Over the course of two centuries, the Spanish population mixed with the native, and all learned to make do with what limited resources could be culled from the sea, the forest and the earth. Meanwhile, the Jesuit order made this corner of the earth its special responsibility, erecting schools and over 200 elegant wooden churches, nine of which are now protected as national monuments. A rich mythology – populated by strange trolls, sea monsters, and eerie ghost ships – is yet another mark of Chiloé's singular history.  

Today, Chiloé balances wild, unbridled nature with one of South America's most remarkable traditional cultures. Renowned for its seafood, its woolen handicrafts, and the warmth of its people, Chiloé is still a largely unknown destination for walking and biking, fishing, paddling and birding. 

Easter Island 

Easter Island is a destination that seems to inhabit our subconscious. The image of those great stone moai with their backs to the vast Pacific strikes some chord within us, recalls some ancient, creative urge. 

This is the world's most isolated bit of land, a tiny pinprick in the great Pacific, a mound of consolidated lava and ash from three submarine volcanoes. The natives call their island Rapa Nui or Te Pito o Te Henua, "the navel of the earth." 

Linguistic and cultural comparisons indicate that the first humans on Easter Island arrived from the west, most likely from the Marquesas Islands or Mangareva, as part of a greater migratory process which spread Polynesian culture throughout the South Pacific. However, the 12 centuries that elapsed between the arrival of the first intrepid settlers near 500 A.D. and the European discovery of the island in 1722 by the Dutch admiral Jacob Roggeveen are among the world's great mysteries.  

European sailors visiting the island found that the natives could not explain the construction and transport of the great moai megaliths, the largest of which exceeds 60 feet in height. Nor could they decipher the rongo rongo tablets whose hieroglyphic script appears to be a forgotten form of written language. Somewhere in the past – a past that seems to have seesawed from ancestor worship, monument building and population growth, to deforestation and food shortages, feuding and in some cases even cannibalism – the old knowledge had been lost. It is the mystery of these disappeared artisans, and the awesome presence of their works, which continues to draw scientists and seekers from across the globe.  

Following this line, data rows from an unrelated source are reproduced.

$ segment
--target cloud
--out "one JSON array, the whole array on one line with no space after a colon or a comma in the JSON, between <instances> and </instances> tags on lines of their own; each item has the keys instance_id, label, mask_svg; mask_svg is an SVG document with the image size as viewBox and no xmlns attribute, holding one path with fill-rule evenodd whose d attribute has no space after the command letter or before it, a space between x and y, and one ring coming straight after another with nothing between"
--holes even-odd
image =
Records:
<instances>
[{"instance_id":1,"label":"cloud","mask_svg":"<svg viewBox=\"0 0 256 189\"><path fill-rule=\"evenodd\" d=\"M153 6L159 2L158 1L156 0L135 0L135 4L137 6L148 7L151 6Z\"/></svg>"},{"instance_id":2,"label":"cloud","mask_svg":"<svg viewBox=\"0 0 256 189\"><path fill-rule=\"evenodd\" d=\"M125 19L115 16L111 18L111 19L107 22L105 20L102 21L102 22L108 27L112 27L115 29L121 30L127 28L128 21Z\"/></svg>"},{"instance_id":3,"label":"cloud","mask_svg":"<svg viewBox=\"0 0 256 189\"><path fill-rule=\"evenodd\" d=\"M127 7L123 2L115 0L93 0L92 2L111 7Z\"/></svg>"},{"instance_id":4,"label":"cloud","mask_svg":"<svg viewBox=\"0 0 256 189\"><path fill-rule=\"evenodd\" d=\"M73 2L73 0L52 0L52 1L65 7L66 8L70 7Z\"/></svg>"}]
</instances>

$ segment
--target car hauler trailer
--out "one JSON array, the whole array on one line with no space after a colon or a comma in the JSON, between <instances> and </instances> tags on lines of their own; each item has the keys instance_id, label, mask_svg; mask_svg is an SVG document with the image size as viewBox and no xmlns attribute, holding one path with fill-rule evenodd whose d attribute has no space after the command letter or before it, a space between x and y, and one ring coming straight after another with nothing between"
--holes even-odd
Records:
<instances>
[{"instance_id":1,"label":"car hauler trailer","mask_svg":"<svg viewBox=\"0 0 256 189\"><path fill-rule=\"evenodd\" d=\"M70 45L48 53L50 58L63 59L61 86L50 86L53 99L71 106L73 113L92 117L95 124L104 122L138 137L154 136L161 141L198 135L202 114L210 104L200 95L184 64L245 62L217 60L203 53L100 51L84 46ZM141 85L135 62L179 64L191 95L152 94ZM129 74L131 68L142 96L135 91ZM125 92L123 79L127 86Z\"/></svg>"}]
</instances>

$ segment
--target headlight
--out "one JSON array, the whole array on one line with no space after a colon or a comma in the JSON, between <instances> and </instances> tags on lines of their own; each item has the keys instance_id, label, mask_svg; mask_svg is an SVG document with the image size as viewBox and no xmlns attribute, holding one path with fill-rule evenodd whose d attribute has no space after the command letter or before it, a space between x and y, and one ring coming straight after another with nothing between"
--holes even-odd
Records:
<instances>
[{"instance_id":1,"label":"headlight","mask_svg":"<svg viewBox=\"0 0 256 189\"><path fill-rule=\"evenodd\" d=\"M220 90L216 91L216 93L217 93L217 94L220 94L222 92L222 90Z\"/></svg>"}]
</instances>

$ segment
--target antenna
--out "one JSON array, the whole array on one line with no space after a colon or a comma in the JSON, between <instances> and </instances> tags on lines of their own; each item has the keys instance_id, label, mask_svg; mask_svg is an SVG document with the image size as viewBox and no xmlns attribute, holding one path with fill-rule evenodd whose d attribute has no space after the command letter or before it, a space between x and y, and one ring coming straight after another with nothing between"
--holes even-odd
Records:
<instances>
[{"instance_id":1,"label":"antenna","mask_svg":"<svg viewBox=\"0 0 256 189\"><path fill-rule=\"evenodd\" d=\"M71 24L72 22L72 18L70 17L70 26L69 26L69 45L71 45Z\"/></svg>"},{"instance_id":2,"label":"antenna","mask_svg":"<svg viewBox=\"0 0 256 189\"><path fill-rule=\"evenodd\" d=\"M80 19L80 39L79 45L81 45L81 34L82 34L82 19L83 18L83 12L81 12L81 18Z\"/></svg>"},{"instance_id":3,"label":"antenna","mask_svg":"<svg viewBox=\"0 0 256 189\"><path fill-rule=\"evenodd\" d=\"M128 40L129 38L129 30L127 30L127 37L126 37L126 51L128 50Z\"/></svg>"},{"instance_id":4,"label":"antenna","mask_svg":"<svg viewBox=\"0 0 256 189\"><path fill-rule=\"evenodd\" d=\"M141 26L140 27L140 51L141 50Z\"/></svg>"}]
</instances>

Today, Rapa Nui National Park protects most of the island's archaeological sites, and the native todomiro forests that once graced the island are being replanted. Opportunities for hiking, mountain biking, and horseback riding abound on the island, while a rich marine ecosystem of corals and colorful tropical fish makes Easter Island a prime destination for scuba diving and snorkeling.